Re: It's Always the Sock Drawer, Isn't It? (Score: 1)
posted Friday, December 19, 2008 - 04:29 PM (#46288
In Response to mechgogo (#46281):
..."You say you're feeling lonely. Sit him down and TELL HIM SO."...
I have to disagree with this one point, but only in a minor sense. I can tell you, from experience, that sometimes a face-to-face on the subject can feel like an attack, regardless of how amicable it is.
Sometimes, openly confronting one's emotions just isn't the solution. He's protecting those feelings for a reason. So, rather than force his hand, try a more subtle and intelligent approach.
To the poster-
First, don't just infer that his porn is replacing you...
Fact: He's been hiding his porn.
Fact: You've been married for 21 years.
Question: Do you really think he just started looking at porn at this stage in his life?
My wife and I are coming up on our 10 year anniversary in 2+/- weeks.
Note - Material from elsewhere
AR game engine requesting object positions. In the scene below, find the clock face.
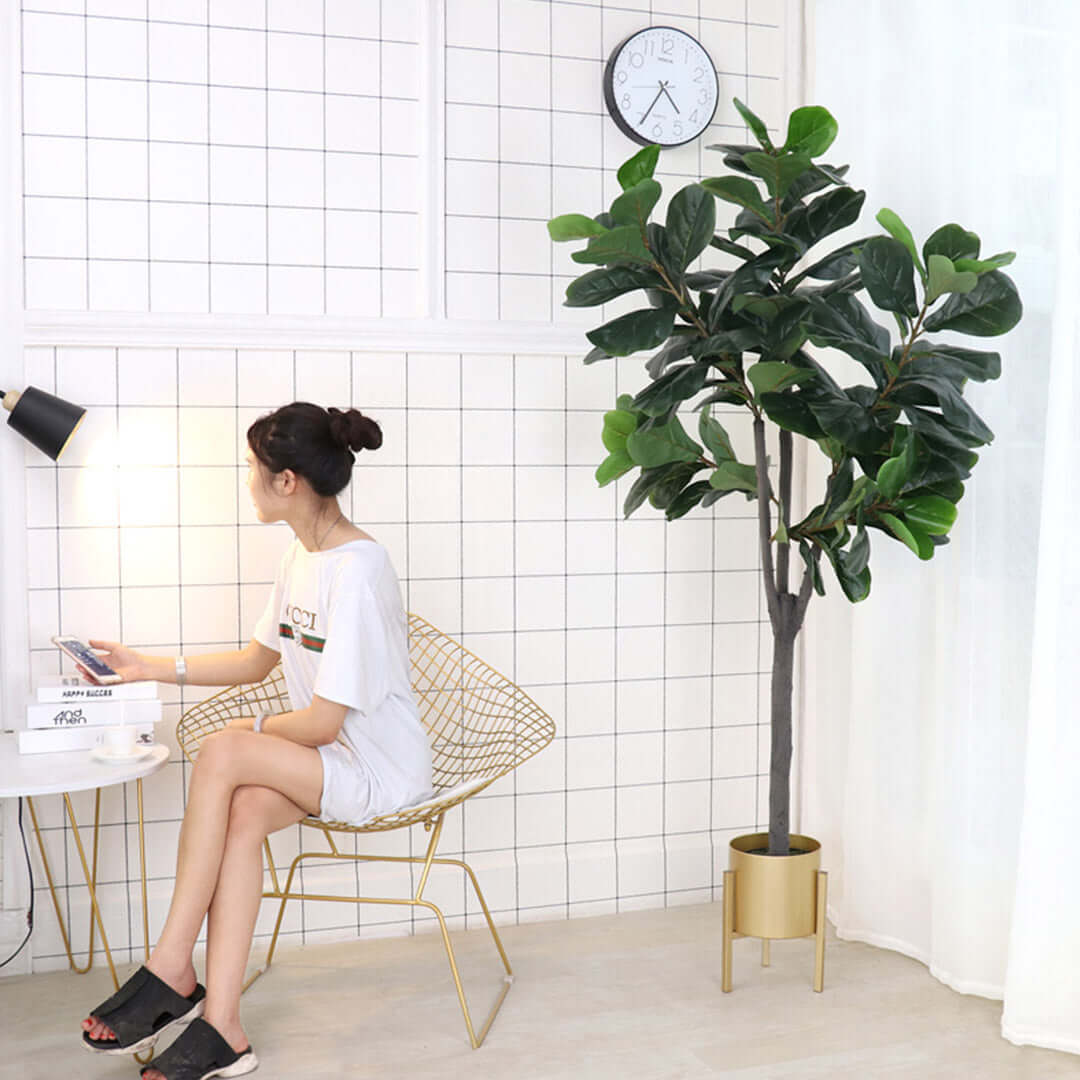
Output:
[604,26,719,146]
Porn and I have a 20+ year relationship. You could even call it my first romantic relationship if you want. But, my wife has come to understand that I'm still the same person she fell in love with.
Second, look at what your together time is like. There could be any number of turn-offs just lurking in your everyday habits.
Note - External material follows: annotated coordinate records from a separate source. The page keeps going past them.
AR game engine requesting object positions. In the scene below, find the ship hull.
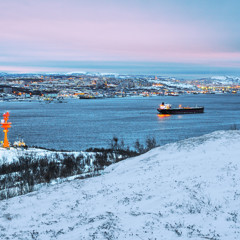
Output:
[157,107,204,114]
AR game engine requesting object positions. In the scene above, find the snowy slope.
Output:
[0,131,240,240]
- Is one/both of you dealing with health issues or additional stress? Have you both had physicals lately? A check-up may reveal low vitamin levels regardless of that multi-vitamin you take every morning.
- When you see each other, are you focused on being with one another, are are either of you just unloading about your day?
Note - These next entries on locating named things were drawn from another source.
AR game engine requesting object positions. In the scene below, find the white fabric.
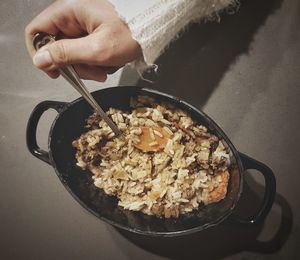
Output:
[110,0,236,69]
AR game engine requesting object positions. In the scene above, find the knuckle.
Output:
[50,41,69,65]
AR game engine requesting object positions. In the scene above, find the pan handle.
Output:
[26,101,67,164]
[233,152,276,224]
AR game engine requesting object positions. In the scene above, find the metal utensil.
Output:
[32,33,122,136]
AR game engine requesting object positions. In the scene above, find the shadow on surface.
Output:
[120,0,282,108]
[118,175,293,260]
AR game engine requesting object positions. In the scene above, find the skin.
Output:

- You're both getting older. Do you both exercise regularly? A lack of exercise will greatly reduce sexual stamina.
Third, make sure you aren't taking each other for granted.
- When the subject or interest of sex comes up, one/both of you demonstrate affection positively and physically? Or, do either of you just complain about a lack of it?
How my wife and I approach each other is very important, especially after 10 years. If (hypothetically) you just met some guy you're really into, and want to have sex with him, you'd go through the whole seduction ritual, right? So, why not with someone that you've loved for 21 years?
I can't stress this enough. You can NOT brow-beat someone into arousal. So, where sex is concerned: less talk, more action.
Sometimes, the hectic parts of life slow down and leave us (in general) with more time to think and feel, than to which we've been accustomed. That's the perfect time to force ourselves to do the things for our spouses/girlfriends that we wish we'd done before, but we just keep putting off until later.
Remember, the longer you're together, the less time you have together. So DO something with it.